Another barrier that Illinois consumers often face is access to quality care. The ACT Plan makes treatment more readily available to those who need it by requiring insurance companies cover tele-psychiatry care by a prescriber or licensed therapist.

“Access to a mental health provider can be life-changing,” Hammer said. “With the ACT Plan requiring insurance companies cover tele-psychiatry, transportation or location will no longer be barriers to care.”

“As a person in long-term recovery from addiction and a clinician, I am grateful to Director Hammer and Gov. Rauner for making Illinois the leader in revising the EHB-benchmark,” said Licensed Clinical Social Worker David Vail. “Unfortunately, addiction still carries a stigma. Only 10 percent of patients who need treatment get it. This is a significant step in removing that stigma and providing treatment to those who may not have been able to afford it or travel to receive it. It will also increase the accessibility to wider ranging service points. If we can continue the momentum to treat this disease and discontinue punishing it, we have the potential for entire communities to get well and heal.”

Hammer has made meeting consumers at the time and place where they need help the most a priority of IDOI since she was confirmed as director by a bipartisan Senate in January 2017. During the 2017 Open Enrollment Period, IDOI staff visited all 102 counties in Illinois to assist with enrollment and educate consumers. They also provided information about consumers’ legal rights to mental health treatment and services.

“These changes to the benchmark are another step forward to ensuring the people of Illinois have access to comprehensive, quality mental health care,” said Dr. Kari Wolf, Chair of the Department of Psychiatry at the SIU School of Medicine. “These changes also build opportunities for us in the medical field to tackle the opioid epidemic that is ravaging our communities.”

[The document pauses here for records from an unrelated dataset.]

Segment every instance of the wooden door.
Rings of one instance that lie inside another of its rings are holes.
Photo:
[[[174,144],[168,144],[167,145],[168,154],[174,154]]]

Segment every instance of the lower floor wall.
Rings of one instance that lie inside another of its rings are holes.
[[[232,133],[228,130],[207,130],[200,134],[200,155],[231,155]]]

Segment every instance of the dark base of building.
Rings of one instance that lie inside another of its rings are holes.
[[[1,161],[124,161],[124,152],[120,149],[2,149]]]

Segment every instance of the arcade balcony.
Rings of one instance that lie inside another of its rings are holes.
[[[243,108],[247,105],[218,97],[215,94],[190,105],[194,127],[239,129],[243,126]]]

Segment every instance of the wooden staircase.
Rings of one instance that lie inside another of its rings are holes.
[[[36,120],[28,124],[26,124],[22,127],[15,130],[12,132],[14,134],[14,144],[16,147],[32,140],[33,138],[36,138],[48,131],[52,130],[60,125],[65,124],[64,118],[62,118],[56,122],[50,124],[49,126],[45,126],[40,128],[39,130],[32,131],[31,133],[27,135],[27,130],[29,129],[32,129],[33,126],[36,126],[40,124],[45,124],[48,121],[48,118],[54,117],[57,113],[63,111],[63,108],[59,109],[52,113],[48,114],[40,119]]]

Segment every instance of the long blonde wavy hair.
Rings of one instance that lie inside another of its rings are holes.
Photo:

Last week IDOI received a State Flexibility Grant from CMS to assist with implementation of the ACT Plan. The grant will allow IDOI to continue to partner with medical experts and other stakeholders to assess the revisions to the EHB-benchmark and their impact on Illinois consumers and the opioid crisis. The federal funds will allow IDOI to continue to explore future opportunities to revise the Illinois EHB-benchmark.

The approval comes days after Illinois Gov. Bruce Rauner signed a mental health package that included three major IDOI policy initiatives to improve access to mental health and substance use disorder treatment in Illinois.

This package, combined with the Act Plan, makes Illinois a national leader in fighting the opioid epidemic and advancing mental health parity.

“We continue to be committed to connecting Illinois consumers with the resources they need,” Hammer said. “Removing these administrative hurdles will help consumers get the treatment they need when they need it most. The Act Plan gives consumers the right treatment, at the right place, at the right time.